When Susan and I first talked about my writing an entry for her blog, I had trouble figuring out what I wanted to write about, since I was currently juggling different specialties in the graphics industry. Then it dawned on me. THAT’S what I should write about- the necessary ability to reinvent yourself as an artist when need be, as well as juggling those different skills to continue to get work and stay relevant in today’s market.
I majored in illustration when I was in college and planned on being an illustrator in the workforce. After school, I looked to an industry that had provided me so much entertainment in my youth- comic books. So I focused mostly on comic book illustration and was making a reputation for myself when that industry suddenly had a major downturn in the ‘90s. It was a shock to me that after all my hard work (preparing samples for editors, meeting with them for feedback and advice, finally receiving work from some of them), I’d find myself in an industry that could barely keep the veterans employed, much less an up-and-comer like myself.
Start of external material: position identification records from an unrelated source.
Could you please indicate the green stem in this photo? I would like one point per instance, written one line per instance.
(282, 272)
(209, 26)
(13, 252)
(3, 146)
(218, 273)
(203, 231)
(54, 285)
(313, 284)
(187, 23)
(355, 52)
I was naive then, what can I tell you? It took a while to figure out that I needed to go in another direction with my graphics career. Eventually, I settled into web design because it seemed like there was tons of work in that field. I bet you know where this is going, don’t you…
So, I switched gears and was hired by an internet company as part of their graphics department. It was a good company, with management that actually cared about their employees and rewarded them whenever they could. So what could possibly go wrong, you ask? Remember the timing- this was the year 2000. Remember what happened to all those internet companies back then? A ton of them went out of business during the dot com crash. I actually came back from a vacation, only to find my company gone. I mean, actually ‘gone’. No lights on, no people…
As you can guess, I had difficulty finding work in web design after that gig dried up, due to the circumstances. So, I was forced to reinvent myself yet again, this time being introduced to the world of 3D modeling and rendering. An old friend and colleague showed me the software he was working in and I fell in love with it. I would never have thought I’d take to something where I’d be creating art entirely on the computer, since virtually all my education in school took place before computers took over. Yeah, I’m old- want to make something of it? I loved it so much, it wasn’t long before I was able to start using it professionally, even given the extensive learning curve involved in that type of software. I started bringing in freelance work from companies who needed photorealistic renderings of products that either didn’t yet exist or were too expensive to photograph. After several years of working in that industry, the economy tanked in 2008 (I’m sure you all heard something about that!) and most of my 3D clients dried up. So I turned to storyboarding, logo design and private commissions to bring in work. Essentially, nothing was off-limits, as long as it was related to the graphic arts and I could deliver to the client.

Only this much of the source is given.